Unfair! Your package description says “some features, such as synctex … have not been implemented yet” – so I thought I could skimp on that, too. Alright, coming up. :wink:

And I can’t actually get it to work with your package.

I’ve got it in an init script, but the service (exposing clicks, etc in terms of PDF coordinates) is available. In my opinion, the PDF viewer should be generic, but open to customisation through this service. So synctex shouldn’t be built in, because not all PDFs are for TeX, but a provider can be registered to handle them when appropriate. I just haven’t polished the script and how I’m going to provide this provider. I recommend the same approach, and would like to work with you to get a standardised API. Part of the point of the service is so that users can swap out PDF viewers easily, and that means they all need respect the same service.

As for not modifying PDFJS, which you are apparently quite proud of, that was intentional.
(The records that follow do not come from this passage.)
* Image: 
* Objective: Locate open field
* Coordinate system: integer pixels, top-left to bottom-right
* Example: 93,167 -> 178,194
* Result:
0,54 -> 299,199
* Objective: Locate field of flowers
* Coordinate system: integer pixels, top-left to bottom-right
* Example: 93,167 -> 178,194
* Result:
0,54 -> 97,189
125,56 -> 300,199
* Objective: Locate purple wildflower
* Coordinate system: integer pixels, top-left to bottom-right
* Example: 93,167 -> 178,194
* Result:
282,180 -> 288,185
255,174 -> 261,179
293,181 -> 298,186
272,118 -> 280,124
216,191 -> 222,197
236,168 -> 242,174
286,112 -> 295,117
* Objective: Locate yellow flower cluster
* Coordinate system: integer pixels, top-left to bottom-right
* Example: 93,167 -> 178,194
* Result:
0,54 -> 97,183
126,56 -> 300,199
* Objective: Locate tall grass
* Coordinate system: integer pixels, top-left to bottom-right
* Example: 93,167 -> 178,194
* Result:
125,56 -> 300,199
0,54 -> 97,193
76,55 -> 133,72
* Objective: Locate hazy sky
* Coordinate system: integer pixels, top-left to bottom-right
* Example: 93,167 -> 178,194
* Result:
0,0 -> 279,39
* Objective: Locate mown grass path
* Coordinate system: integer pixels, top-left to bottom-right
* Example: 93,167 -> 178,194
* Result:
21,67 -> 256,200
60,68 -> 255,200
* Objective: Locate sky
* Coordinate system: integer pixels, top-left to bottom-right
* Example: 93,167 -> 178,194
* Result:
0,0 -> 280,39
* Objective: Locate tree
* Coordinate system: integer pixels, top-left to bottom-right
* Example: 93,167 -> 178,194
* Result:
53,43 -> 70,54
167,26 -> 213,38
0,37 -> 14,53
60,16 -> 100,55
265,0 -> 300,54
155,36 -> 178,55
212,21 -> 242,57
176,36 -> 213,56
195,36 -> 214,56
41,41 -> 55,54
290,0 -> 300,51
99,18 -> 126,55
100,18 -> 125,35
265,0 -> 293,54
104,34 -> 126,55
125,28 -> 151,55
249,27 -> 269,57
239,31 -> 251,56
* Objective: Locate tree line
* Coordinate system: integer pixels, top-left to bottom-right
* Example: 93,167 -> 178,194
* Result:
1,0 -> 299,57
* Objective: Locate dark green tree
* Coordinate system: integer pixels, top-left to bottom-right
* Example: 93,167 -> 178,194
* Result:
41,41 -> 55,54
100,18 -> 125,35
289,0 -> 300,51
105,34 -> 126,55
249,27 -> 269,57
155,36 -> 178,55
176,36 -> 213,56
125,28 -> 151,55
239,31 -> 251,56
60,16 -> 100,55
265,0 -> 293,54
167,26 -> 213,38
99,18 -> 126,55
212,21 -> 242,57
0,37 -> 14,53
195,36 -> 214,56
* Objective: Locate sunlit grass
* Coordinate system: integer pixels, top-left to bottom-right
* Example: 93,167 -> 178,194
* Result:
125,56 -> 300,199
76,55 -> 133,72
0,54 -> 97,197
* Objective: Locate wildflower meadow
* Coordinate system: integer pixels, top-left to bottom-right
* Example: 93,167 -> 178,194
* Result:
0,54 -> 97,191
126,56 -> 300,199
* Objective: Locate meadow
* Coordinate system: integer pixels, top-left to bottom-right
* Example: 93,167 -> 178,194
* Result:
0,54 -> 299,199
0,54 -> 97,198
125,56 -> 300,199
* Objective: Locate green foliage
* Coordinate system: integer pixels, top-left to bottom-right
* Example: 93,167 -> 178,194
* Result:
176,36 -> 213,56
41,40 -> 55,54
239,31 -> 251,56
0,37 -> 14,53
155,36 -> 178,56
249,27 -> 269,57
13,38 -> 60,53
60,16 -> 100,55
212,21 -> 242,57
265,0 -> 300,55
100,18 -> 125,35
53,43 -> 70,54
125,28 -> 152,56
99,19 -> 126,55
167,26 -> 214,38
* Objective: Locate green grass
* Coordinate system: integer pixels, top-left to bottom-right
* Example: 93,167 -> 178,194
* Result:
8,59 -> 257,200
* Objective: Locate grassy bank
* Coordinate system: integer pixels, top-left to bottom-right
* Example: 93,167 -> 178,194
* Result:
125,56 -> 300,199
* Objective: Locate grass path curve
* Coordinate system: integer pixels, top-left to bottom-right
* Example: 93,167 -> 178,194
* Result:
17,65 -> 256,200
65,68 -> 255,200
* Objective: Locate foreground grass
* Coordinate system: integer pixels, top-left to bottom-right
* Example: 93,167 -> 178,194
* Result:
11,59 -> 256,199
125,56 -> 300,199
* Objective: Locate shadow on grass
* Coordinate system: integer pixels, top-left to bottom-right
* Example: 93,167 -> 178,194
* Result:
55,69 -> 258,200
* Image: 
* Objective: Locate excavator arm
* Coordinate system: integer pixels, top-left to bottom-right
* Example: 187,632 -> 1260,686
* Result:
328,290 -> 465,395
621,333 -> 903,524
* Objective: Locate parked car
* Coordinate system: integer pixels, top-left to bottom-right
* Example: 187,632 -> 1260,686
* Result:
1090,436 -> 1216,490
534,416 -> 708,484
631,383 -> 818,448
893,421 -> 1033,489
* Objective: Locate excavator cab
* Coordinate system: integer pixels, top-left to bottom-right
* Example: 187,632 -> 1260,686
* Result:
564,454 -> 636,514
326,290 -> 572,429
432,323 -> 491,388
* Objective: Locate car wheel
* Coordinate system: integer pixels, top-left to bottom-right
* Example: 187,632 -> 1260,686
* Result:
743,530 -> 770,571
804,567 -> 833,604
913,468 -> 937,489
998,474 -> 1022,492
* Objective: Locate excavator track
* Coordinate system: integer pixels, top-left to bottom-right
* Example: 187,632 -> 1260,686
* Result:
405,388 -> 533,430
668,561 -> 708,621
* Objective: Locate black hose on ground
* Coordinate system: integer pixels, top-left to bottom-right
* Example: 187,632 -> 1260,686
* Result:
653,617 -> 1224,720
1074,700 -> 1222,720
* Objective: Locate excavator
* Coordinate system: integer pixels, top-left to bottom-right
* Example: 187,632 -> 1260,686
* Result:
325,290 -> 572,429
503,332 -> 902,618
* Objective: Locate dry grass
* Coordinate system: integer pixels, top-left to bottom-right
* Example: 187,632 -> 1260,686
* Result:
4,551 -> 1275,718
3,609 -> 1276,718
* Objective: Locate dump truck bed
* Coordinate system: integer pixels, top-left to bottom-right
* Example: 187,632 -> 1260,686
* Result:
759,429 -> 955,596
In the interest of not making upgrading a hassle, all the modifications are in a separate CSS file, with minimal direct changes. It’s all well and good for the authors to want changes, but I don’t have any idea what is stable or not, so I’m not going to make any non style & config changes that might be broken in future. The separate file also makes keeping track of changes much easier.

2 Likes

OK, there is a new version that supports SyncTeX reverse lookup, bound to right-click.
It probably needs some polishing, but for me it already works well.
Just like for the whole thing, I’d be interested in any testing results.

Sure. I haven’t worked with services yet, but just let me know what you have in mind. For now it is builtin, about 70 lines of code.

By the way, there is a .syntex.gz parser in JavaScript: https://github.com/tdurieux/synctex-js
I dislike the dependence on the external binary, so maybe this is something to build on.

Sure I am, it was a lot of work. And I think the default styling is quite ugly, especially within a nicely designed editor like Atom. I like my stuff smooth and pretty. :slight_smile:

But more importantly, the PDF.js developers explicitly request it:
https://mozilla.github.io/pdf.js/getting_started/

I thought of that, too, but my solution was to keep the changes completely localized. It will still be some work to upgrade, but the relevant locations are easily identifiable through a diff.

I guess it should be possible to move my changes to an additional style sheet that overwrites the declarations in the standard CSS. But that only works for upgrades if the PDF.js people don’t decide to completely restructure it: https://github.com/mozilla/pdf.js/issues/11372#issuecomment-570058415

Yes, I saw the request too, but they don’t give any API stability notes on the display layer, so it will probably change with newer versions. Their request is just not practical for me, because I don’t want to spend time maintaining the package. I’ve seen too many abandoned packages to think I’ll be able to keep up PDFJS versions if I did. I’m OK with the style changes breaking if they do, until I or someone else fixes them.


Regarding services, the idea is to expose a hook into your package that others can register for. So the autocomplete-plus package consumes the autocomplete.provider service, and packages like atocomplete-html provide it. This is how packages add completions to the popup list. Similarly, to actually expand the snippet, autocomplete-plus consumes the snippets service, which the snippets package provides (though other packages can provide it too). Services are also versioned to allow updates.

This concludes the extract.